Setelah Revolusi Perancis selesai, pada tanggal 17 Maret 1824 dilaksanakan
Konvensi London antara Belanda dengan Inggris.
Isinya diantaranya :
1) Belanda menerima kembali semua jajahannya di Hindia Belanda (Indonesia).
2) Inggris memperoleh jajahan Belanda yang ada di India. Sejak tanggal 19 Agustus
1816 secara resmi Indonesia dijajah kembali oleh Belanda.
II. Dominasi Pemerintahan Kolonial Belanda

a. Ekonomi Belanda Pasca Penjajahan Inggris


Setelah Inggris hengkang dari Indonesia, sejak tanggal 19 Agustus 1816 secara resmi
Indonesia menjadi jajahan Belanda kembali. Dalam kurun waktu 1816-1830, terjadi
pertentangan di Parlemen Belanda antara kelompok liberal dengan kelompok konservatif
tentang cara-cara mengatasi kemerosotan ekonomi di negeri Belanda, termasuk di negeri
jajahanya (Indonesia).
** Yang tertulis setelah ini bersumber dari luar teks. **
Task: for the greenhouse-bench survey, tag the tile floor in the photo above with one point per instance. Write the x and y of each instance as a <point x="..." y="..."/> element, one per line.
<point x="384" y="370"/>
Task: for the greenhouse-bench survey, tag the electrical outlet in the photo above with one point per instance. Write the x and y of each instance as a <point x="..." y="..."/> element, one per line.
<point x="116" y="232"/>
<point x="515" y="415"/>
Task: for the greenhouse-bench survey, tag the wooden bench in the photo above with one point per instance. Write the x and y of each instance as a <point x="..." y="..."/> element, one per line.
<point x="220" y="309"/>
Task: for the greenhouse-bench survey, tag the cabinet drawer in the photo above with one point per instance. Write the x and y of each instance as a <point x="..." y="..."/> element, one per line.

Pertentangan itu adalah sebagai berikut :

1. Kelompok Konservatif :
Menurutnya sistem ekonomi yang diterapkan VOC tetap dipertahankan, seperti sistem
monopoli dan sistem penyerahan wajib (Verplichte Leverentie) harus diurus langsung oleh
pemerintah.

2. Kelompok Liberal :
Menurutnya sistem ekonomi warisan VOC harus dihapus, perekonomian sepenuhnya harus
diserahkan kepada pihak swasta, sedangkan pihak pemerintah hanya mengawasi dan
memungut pajak.

Dalam prakteknya kedua sistem ekonomi tersebut (konservatif dan liberal)


diterapkan secara bersamaan, pada masa :
1. Pemerintahan Komisaris Jendral (1816 - 1819) yang terdiri dari Cornelis
Theodorus Elout (ketua), Arnold Ardiaan Buyskes (anggota), dan A.G. Philip
Baron Van der Capellen (anggota).
2. Pemerintahan Gubernur Jendral Van Cer Capellen (1819-1824)
3. Pemerintahan Gubernur Jendral Du Bus de Gesignies (1826-1830).
Disatu pihak pemerintah kolonial melakukan eksploitasi kekayaan tanah jajahan
dengan menerapkan penyerahan wajib (Verplichte Leverentie), dilain pihak pemerintah
kolonial memberi kebebasan kepada pengusaha swasta untuk menanamkan modalnya
dalam usaha perkebunan dan pertambangan. Usaha-usaha tersebut ternyata belum
mampu mengeruk keuntungan yang besar untuk mengisi kas Kerajaan Belanda, akhirnya
Pemerintah Kolonial menerapkan kembali sistem politik konservatif dengan
melaksanakan Tanam Paksa (1830 - 1870) dan baru kemudian menerapkan Politik
Ekonomi Liberal sejak tahun 1870.

b. Penerapan Sistem Tanam Paksa (1830-1870)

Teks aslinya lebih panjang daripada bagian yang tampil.